Il risultato è un secondo piatto che sembra complicato, ma che in realtà si prepara in meno di mezz’ora. La chimica lo spiega: il formaggio, scaldato, scioglie i grassi e le proteine, creando quella consistenza filante che tutti amano.
Il prosciutto, con il suo sapore sapido, bilancia la delicatezza del pollo. La panatura, infine, crea una barriera che intrappola l’umidità, mantenendo la carne morbida all’interno e croccante all’esterno. Il risultato è un piatto che non ha bisogno di presentazioni: basta un morso per capire perché è diventato un classico della cucina italiana.
Cotoletta ripiena e filante: la ricetta
Le cotolette ripiene sono un secondo piatto che si sposa con contorni semplici: un’insalata mista, delle patate al forno o delle verdure grigliate. Per un pasto completo, si possono accompagnare con del riso basmati o con una purea di patate.
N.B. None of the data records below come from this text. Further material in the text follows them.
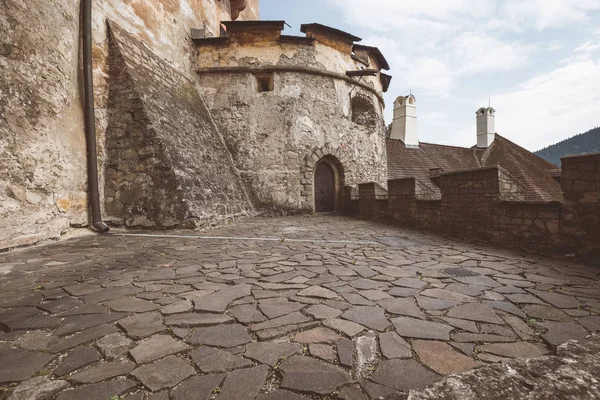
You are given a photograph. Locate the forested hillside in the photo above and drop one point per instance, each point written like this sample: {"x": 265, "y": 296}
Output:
{"x": 588, "y": 142}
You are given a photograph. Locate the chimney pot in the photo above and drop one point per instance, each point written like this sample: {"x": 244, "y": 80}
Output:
{"x": 404, "y": 126}
{"x": 486, "y": 127}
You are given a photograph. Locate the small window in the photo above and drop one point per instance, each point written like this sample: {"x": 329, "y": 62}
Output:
{"x": 265, "y": 82}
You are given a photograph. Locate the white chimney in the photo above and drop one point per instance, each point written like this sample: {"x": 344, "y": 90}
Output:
{"x": 404, "y": 126}
{"x": 486, "y": 127}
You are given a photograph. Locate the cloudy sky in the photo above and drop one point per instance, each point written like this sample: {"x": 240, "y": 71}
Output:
{"x": 537, "y": 60}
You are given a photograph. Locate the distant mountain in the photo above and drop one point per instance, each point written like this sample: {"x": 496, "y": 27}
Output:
{"x": 588, "y": 142}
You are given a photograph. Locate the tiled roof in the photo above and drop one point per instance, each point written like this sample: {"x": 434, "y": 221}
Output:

Il vino ideale è un bianco fresco e leggero, come un Vermentino o un Pinot Grigio, ma anche un rosato è una scelta azzeccata. La scelta del formaggio è importante… Ecco cosa serve per 4 persone:
4 fette di petto di pollo (o di tacchino) da 150 g l’una
8 fette di prosciutto cotto
8 fette di formaggio filante (fontina, provola o scamorza)
80 g di farina 00
2 uova medie
120 g di pangrattato (meglio se fatto in casa)
50 g di Parmigiano Reggiano grattugiato (opzionale)
Sale e pepe q.b.
Olio extravergine d’oliva per ungere
Il segreto di queste cotolette è la battitura. Iniziate ponendo le fette di petto di pollo tra due fogli di pellicola trasparente o carta forno. Battetele con un batticarne fino a renderle sottili e uniformi, di circa mezzo centimetro di spessore. La battitura è fondamentale: rende la carne tenera e permette una cottura uniforme. Salate e pepate leggermente le fette su entrambi i lati. Su ogni fetta, disponete due fette di prosciutto e due fette di formaggio, lasciando un piccolo bordo libero per sigillare. Richiudete la fetta di pollo su se stessa, formando un involtino o una “borsa”, e fermate i bordi con uno stuzzicadenti per evitare che il ripieno fuoriesca durante la cottura.
Preparate la panatura: in un piatto, mettete la farina; in un altro, le uova sbattute con un pizzico di sale e pepe; in un terzo, il pangrattato mescolato con il parmigiano. Passate ogni cotoleta prima nella farina, poi nell’uovo e infine nel pangrattato, premendo bene per fare aderire la panatura. Per una doppia croccantezza, ripetete il passaggio nell’uovo e nel pangrattato una seconda volta.
Disponete le cotolette su una teglia rivestita di carta forno leggermente unta con olio. Infornate a 180°C per 15-20 minuti, girandole a metà cottura, fino a quando saranno dorate e il formaggio sarà fuso e filante. Se preferite una versione più croccante, potete friggerle in olio di semi caldo per 4-5 minuti per lato. Scolate su carta assorbente e servite calde, con il contorno che preferite. Il risultato è un piatto che non delude mai: la carne morbida, il ripieno filante, la panatura croccante. Perché le cotolette ripiene, come tutte le cose fatte in casa, hanno un sapore che il cibo industriale non può replicare. E il metodo, se applicato, si gusta fino all’ultimo boccone.